Migranten hoffen auf bessere Zukunft
Das Thema der Migration aus Haiti in den Nachbarstaat ist seit Jahren etwas, was die Beziehungen zwischen beiden Ländern belastet. Tausende Haitianer versuchen monatlich die Grenze zu überwinden, in der Hoffnung auf ein menschenwürdiges Leben in der Dominikanischen Republik. Haiti, von Naturkatastrophen wie dem verheerenden Erdbeben 2010, einem von außen eingeschleppten Cholera-Ausbruch oder Tropenstürmen heimgesucht, befindet sich seit Jahren in einem Teufelskreis. Angetrieben von innenpolitischen Krisen und Korruption. All das führt zu einem Mix aus Gewalt, Kriminalität und Perspektivlosigkeit, der in einem Entschluss vieler Haitianer mündet: Nur weg von hier.
Corona hat dem Tourismus geschadet
Doch auch die Dominikanische Republik ist derzeit von der Corona-Pandemie hart getroffen. Mehr als 80 Prozent des Auslandstourismus sind in diesem Jahr weggebrochen, die wohl wichtigste Einnahmequelle des Karibikstaates.
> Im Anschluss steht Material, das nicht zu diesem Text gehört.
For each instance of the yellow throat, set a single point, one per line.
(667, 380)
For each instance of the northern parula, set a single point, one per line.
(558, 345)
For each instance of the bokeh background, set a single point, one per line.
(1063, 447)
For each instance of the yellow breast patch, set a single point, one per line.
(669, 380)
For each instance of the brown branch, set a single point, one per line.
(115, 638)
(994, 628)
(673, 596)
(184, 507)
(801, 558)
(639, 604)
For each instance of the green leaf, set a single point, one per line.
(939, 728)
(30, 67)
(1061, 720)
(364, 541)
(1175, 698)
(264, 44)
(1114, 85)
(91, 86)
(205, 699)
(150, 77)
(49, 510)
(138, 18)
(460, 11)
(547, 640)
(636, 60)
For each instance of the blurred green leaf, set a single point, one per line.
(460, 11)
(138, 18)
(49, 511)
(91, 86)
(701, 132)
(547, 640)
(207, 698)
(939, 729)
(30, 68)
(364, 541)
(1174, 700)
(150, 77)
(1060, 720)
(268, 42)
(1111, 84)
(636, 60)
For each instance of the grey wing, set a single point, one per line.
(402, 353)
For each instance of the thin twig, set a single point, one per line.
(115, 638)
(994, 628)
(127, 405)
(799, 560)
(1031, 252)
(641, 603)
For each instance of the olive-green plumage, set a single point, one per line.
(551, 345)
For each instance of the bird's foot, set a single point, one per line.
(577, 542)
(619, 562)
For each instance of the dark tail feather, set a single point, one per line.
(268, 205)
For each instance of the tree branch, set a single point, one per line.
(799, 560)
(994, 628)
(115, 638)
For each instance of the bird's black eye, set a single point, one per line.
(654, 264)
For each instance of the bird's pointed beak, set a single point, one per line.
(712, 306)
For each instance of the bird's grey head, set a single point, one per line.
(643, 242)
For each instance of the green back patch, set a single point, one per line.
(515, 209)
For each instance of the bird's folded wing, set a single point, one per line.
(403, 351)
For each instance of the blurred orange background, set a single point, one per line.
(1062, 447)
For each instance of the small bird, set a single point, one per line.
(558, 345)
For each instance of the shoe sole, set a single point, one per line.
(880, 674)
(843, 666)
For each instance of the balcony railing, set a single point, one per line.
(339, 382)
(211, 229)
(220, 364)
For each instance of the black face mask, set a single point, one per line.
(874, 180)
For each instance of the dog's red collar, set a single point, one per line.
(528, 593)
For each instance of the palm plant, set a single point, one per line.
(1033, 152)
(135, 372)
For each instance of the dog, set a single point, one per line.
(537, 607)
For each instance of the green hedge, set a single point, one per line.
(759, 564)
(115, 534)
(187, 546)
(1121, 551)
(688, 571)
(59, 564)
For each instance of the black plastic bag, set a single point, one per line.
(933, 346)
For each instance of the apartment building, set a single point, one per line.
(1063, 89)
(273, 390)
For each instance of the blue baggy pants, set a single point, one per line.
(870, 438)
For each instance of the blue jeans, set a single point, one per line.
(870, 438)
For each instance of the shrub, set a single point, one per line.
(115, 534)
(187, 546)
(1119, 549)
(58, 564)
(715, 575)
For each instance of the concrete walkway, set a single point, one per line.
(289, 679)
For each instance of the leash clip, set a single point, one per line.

Das führt zu Armut, Arbeitslosigkeit und verstärkt die ohnehin migrationskritische Einstellung vieler Einwohner.
Das alles mündet in einem Projekt, mit dem sich die Regierung in Santo Domingo freischwimmen will. Sie will einerseits die Zuwanderung stoppen und sich auf der anderen Seite nach innen als fest entschlossen präsentieren. Konkret bedeutet das: 9.748 Soldaten sind an die Landesgrenze zu Haiti verlegt worden und sollen dort nun gemeinsam mit 120 Fachkräften des Inlandsgeheimdienstes die Migration aus Haiti stoppen. "Die dominikanische Gesellschaft kann sicher sein, dass die Armee, besonders die an der Grenze postierten Einheiten, diese Mission sehr aufmerksam umsetzen", verspricht der Verteidigungsminister.
Soldaten und Diplomatie gegen Einwanderung
Zeitgleich forciert die Dominikanische Regierung ihre diplomatischen Anstrengungen, das Thema mit Haiti auf politischer Ebene voranzutreiben. Zu Wochenbeginn kam es zu einem Treffen des Chefs der dominikanischen Migrationsbehörde, Enrique Garcia, mit seinem haitianischen Amtskollegen Joseph Cianciulli. Ziel soll laut dominikanischen Angaben sein, die legale Migration und den Grenzverkehr beider Länder besser zu organisieren. Die menschliche Mauer aus Soldaten dient da als diplomatisches Druckmittel.
Hinzu kommt die aktuelle Corona-Pandemie: Seit einiger Zeit seien beide Seiten dabei, ein Hygiene-Konzept zu entwickeln, um den Handel zwischen beiden Ländern und die Wirtschaft anzukurbeln, die durch die Corona-Krise praktisch zum Stillstand gekommen sei, sagt Garcia.
UN: Vier Millionen Menschen in Haiti von Hunger bedroht
Die Lage in Haiti ist derweil dramatisch. Fast die Hälfte der haitianischen Bevölkerung benötigt nach Einschätzung des UN-Büros für humanitäre Angelegenheiten Nothilfe. In einem vor wenigen Wochen veröffentlichten Dokument heißt es, dass die Ernährungsgrundlage von rund 4,1 Millionen Menschen in Folge der Corona-Pandemie nicht sichergestellt sei. Unter den Folgen der Corona-Pandemie litten auch schwangere Frauen, so seien Beratungen und Krankenhausgeburten deutlich zurückgegangen. Haitis Gesundheitssystem sei auf die Folgen der Pandemie nicht vorbereitet.
Unterdessen wächst auch in der Dominikanischen Republik die Armut. In einem gemeinsamen ökumenischen Aufruf forderten die Kirchen des Landes die Politik und die Wirtschaft in dieser Woche auf, Hunger und Armut intensiver zu bekämpfen. Jeder zehnte Dominikaner habe inzwischen keinen Zugang mehr zu ausreichend Grundnahrungsmitteln.